Grantee Research Project Results
Final Report: Economic Capture of CO2 with Amines and Ionic Liquids Tethered in the Gas Phase
EPA Contract Number: EPD10031Title: Economic Capture of CO2 with Amines and Ionic Liquids Tethered in the Gas Phase
Investigators: Hammen, Richard F.
Small Business: IntelliMet, LLC
EPA Contact: Richards, April
Phase: I
Project Period: March 1, 2010 through August 31, 2010
Project Amount: $69,479
RFA: Small Business Innovation Research (SBIR) - Phase I (2010) RFA Text | Recipients Lists
Research Category: Small Business Innovation Research (SBIR) , SBIR - Greenhouse Gases
Description:
The overall objective of this project is to develop CO2 absorption columns with high rates of CO2 capture and desorption. The project was developed with an ultimate economic goal of providing CO2 capture systems that operate at a cost of less than $20 per ton of CO2 . To accomplish this objective, this Phase I research fabricated and characterized a library of composite CO2 capture columns with varying CO2 binding reagents, such as tethered amines and tethered cationic substituents. Briefly, in the Phase I research, IntelliMet:
- Prepared composite sorbent columns with CO2-binding amines tethered in the gas phase of the composite matrix.
- Prepared composite sorbent columns with CO2-binding imidazolium salts tethered in the gas phase of the composite matrix.
- Performed experiments to measure the performance of the sorbent columns with respect to the CO2 capture capacity, adsorption kinetics, and desorption kinetics.

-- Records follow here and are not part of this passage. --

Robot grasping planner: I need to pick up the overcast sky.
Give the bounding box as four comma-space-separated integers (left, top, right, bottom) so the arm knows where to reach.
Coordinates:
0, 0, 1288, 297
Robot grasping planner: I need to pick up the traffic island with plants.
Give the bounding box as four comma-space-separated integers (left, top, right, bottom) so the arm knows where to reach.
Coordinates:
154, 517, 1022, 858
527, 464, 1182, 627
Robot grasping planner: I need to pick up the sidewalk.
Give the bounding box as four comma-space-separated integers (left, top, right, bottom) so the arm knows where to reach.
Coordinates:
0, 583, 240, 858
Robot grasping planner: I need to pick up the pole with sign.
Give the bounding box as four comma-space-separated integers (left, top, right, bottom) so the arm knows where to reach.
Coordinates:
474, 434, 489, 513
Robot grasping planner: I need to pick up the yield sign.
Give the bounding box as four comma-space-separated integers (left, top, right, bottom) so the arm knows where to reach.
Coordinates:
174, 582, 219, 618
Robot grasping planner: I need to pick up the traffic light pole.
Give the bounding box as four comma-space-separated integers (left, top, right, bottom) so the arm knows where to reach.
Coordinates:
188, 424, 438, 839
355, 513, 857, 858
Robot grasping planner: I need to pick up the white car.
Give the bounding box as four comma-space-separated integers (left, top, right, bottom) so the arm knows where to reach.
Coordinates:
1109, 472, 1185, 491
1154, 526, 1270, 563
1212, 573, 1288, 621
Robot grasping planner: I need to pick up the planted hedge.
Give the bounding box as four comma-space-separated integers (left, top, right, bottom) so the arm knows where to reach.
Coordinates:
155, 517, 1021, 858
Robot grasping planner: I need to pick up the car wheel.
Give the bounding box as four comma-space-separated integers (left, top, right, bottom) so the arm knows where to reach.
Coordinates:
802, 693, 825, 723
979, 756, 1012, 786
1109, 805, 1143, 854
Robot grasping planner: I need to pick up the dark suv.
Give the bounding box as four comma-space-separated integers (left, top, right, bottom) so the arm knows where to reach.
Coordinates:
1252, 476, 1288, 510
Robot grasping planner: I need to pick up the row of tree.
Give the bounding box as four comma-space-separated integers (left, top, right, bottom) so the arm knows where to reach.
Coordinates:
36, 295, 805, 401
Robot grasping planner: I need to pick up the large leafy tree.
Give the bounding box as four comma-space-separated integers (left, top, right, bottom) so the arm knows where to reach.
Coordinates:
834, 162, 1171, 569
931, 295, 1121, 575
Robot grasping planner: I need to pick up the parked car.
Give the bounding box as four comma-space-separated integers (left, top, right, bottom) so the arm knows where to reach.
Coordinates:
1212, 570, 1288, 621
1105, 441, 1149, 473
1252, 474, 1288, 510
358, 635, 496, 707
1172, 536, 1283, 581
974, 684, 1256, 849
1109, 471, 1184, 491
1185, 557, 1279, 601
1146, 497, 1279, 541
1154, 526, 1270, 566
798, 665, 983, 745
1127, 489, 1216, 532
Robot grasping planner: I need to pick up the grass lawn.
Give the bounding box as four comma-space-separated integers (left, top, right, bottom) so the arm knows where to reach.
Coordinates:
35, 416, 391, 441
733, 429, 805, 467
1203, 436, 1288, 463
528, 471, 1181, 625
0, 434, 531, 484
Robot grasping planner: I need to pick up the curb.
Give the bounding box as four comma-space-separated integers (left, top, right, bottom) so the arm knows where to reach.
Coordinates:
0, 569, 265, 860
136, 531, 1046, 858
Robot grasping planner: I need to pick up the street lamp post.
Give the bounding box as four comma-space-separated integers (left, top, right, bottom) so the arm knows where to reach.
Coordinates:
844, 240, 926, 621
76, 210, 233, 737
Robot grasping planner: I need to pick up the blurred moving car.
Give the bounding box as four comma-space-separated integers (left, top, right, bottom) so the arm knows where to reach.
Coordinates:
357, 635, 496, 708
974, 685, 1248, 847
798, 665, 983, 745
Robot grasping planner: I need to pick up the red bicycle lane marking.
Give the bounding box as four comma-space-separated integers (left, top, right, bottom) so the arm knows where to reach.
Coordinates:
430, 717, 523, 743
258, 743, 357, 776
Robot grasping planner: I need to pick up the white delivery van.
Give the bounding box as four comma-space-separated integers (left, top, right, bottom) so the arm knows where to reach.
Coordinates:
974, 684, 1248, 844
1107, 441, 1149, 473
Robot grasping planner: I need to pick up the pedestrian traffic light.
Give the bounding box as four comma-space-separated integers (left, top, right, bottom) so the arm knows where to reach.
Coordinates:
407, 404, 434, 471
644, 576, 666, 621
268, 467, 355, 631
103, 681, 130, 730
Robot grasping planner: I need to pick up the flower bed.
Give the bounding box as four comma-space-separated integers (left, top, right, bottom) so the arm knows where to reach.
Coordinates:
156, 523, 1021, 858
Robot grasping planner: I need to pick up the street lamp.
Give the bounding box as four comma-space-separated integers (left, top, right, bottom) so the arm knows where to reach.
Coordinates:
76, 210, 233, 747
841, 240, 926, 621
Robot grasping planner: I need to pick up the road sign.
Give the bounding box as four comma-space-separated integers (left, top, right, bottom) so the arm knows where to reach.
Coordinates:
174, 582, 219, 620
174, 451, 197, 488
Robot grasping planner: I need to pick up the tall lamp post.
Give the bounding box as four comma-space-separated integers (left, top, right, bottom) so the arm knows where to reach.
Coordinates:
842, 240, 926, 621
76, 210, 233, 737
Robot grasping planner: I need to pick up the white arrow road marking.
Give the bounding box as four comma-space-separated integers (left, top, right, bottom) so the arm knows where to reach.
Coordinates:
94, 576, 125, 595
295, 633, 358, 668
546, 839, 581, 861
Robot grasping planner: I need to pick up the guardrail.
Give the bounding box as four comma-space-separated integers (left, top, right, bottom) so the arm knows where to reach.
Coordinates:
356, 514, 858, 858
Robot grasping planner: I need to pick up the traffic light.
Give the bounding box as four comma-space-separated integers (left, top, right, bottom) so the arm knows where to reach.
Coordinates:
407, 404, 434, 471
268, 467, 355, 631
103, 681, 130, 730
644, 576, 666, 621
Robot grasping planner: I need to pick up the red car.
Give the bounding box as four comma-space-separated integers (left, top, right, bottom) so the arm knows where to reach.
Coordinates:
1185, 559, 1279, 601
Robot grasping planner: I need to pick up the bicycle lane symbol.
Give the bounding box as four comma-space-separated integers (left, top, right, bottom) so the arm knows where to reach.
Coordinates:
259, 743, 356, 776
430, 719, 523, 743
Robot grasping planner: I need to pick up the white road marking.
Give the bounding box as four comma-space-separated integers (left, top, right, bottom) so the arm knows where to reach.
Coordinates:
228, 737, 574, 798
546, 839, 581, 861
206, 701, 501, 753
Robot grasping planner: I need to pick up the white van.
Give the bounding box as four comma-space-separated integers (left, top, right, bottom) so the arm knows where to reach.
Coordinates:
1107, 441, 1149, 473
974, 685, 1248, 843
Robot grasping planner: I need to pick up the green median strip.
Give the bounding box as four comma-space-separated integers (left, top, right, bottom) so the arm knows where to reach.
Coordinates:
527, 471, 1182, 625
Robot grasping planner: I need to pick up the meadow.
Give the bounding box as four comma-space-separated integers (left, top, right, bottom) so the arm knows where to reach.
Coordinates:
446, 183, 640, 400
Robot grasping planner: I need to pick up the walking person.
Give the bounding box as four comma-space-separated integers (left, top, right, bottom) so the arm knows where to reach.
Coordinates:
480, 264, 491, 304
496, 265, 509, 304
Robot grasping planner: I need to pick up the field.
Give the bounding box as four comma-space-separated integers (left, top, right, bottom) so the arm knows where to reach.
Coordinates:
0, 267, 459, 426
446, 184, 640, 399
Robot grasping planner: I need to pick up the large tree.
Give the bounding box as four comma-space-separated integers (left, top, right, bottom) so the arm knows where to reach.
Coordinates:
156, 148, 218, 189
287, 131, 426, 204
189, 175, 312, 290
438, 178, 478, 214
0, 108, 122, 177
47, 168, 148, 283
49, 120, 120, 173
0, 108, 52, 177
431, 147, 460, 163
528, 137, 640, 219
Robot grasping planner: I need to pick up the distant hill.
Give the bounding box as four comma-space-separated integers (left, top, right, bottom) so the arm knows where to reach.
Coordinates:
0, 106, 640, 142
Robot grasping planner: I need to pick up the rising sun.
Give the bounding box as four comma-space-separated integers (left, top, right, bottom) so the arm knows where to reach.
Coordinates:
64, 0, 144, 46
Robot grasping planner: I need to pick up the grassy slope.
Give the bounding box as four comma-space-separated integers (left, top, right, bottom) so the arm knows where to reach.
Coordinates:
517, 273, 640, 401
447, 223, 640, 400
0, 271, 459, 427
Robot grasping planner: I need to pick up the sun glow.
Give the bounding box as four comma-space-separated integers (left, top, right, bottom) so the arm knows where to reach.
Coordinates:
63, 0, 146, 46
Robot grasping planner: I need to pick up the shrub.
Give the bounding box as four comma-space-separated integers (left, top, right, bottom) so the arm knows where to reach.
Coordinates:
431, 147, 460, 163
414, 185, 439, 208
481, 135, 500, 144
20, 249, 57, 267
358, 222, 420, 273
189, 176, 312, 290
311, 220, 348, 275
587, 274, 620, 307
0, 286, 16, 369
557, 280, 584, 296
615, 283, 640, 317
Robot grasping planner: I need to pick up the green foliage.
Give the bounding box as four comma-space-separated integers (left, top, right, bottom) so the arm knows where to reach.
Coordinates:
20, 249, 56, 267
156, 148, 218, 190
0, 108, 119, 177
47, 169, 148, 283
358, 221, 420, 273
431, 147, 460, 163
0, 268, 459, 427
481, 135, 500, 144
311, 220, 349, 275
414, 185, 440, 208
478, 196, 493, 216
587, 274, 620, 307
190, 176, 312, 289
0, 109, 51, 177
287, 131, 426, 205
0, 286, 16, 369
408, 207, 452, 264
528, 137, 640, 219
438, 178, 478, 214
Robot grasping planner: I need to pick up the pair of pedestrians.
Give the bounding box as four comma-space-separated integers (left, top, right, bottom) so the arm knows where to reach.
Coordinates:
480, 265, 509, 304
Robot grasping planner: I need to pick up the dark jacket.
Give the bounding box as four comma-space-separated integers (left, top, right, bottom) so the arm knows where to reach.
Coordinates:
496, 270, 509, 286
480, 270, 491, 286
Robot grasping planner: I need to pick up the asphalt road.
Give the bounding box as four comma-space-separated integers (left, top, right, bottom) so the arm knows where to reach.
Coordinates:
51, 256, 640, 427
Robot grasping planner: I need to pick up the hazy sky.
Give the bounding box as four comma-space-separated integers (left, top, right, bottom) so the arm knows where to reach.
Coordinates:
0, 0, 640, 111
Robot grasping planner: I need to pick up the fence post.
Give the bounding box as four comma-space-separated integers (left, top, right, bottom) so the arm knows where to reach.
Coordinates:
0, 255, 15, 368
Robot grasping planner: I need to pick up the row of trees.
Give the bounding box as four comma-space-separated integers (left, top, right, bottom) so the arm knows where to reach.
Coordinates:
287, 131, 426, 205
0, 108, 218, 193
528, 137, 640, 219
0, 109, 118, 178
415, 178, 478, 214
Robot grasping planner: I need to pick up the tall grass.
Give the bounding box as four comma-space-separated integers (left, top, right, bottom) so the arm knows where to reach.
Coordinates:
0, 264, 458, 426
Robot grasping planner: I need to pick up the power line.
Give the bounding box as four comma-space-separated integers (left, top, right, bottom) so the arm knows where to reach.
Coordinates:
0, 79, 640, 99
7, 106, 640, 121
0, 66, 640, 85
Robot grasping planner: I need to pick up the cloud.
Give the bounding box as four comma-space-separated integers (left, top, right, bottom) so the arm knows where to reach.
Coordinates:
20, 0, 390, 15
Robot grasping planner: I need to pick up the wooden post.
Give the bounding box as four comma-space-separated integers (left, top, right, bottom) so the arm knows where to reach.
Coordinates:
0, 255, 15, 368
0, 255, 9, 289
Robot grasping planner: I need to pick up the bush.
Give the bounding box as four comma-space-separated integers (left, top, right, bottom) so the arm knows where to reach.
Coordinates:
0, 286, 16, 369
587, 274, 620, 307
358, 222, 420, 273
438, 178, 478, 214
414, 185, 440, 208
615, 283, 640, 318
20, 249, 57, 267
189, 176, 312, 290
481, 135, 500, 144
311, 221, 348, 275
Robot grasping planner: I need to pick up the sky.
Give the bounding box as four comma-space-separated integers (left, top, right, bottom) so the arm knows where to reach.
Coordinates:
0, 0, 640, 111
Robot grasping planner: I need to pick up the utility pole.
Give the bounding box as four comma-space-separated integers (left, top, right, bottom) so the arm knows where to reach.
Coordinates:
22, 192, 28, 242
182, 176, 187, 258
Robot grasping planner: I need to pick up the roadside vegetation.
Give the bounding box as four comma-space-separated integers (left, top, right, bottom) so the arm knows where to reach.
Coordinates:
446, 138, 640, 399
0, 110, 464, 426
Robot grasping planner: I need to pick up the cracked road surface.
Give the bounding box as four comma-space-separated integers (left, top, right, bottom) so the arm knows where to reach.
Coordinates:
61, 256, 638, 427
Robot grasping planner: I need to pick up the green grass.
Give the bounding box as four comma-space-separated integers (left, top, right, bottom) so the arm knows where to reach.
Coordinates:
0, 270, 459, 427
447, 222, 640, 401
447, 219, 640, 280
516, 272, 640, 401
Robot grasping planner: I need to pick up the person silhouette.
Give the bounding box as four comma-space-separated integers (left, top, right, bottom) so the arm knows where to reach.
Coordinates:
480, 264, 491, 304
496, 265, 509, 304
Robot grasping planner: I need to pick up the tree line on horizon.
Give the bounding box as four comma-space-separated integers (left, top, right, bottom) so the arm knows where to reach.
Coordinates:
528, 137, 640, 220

Summary/Accomplishments (Outputs/Outcomes):
A series of tethered amine columns was prepared by the solid phase synthesis methods developed at IntelliMet. The tethered amine columns were synthesized because amine-based solid sorbents are well known to bind CO2 in proportion to the quantity of amines in the sorbent structure or volume. In this project, the quantity of amine groups in the columns was measured by titration of the columns with metal ion probes that were detectable in real time by optical absorbance.
The metal binding capacity of the various columns varied from 3 to 18 grams copper per liter of sorbent. By knowing the ratio of amine nitrogen atoms to bound copper, the concentrations of amino groups in the columns are determined. IntelliMet found that the quantity of amines varied with the composition of the interstitial “spiderweb” copolymers, the nature of the amine immobilized, and the methods of synthesis of the composites. The amine concentrations in the CO2 columns therefore ranged from 0.1-0.6 moles of amine per liter of sorbent column volume.
The CO2 capture capacity of the columns is directly proportional to the quantity of tethered amine groups and, to some extent, the structure of the immobilized amine. The tethered amine sorbent columns produced in this project therefore had sufficient molar quantities of amine functional groups tethered in the columns’ void volumes to perform carbon dioxide capture experiments.
The experiments to measure carbon dioxide capture kinetics showed rapid uptake of carbon dioxide at flow rates exceeding ten column volumes per minute. The tethered amine columns were recycled several times with no evidence of loss of capacity.
Conclusions:
The sorbent columns with amines tethered in the gas phase were synthesized to prepare carbon dioxide-capturing beds with rapid rates of CO2 adsorption and desorption. The capacities of the beds were measured by titration with metal ion probes and found to be sufficient for measurement of CO2 binding. The carbon dioxide binding was rapid and quantitative at high flow rates.
Commercialization:
IntelliMet’s products are a new class of ion exchange and metal-chelating columns that selectively capture metal ions in solutions in the mining industry. The rapid metal capture kinetics and the metal selectivity of the Company’s products enable the extraction and separation of metals from solution with clean and controlled processes. The efficiency of the columns enables the installation of non-polluting processes in an industry that has been burdened by a legacy of environmental matters. IntelliMet’s business objective is to provide metal capture and separation units to the metal mining industry.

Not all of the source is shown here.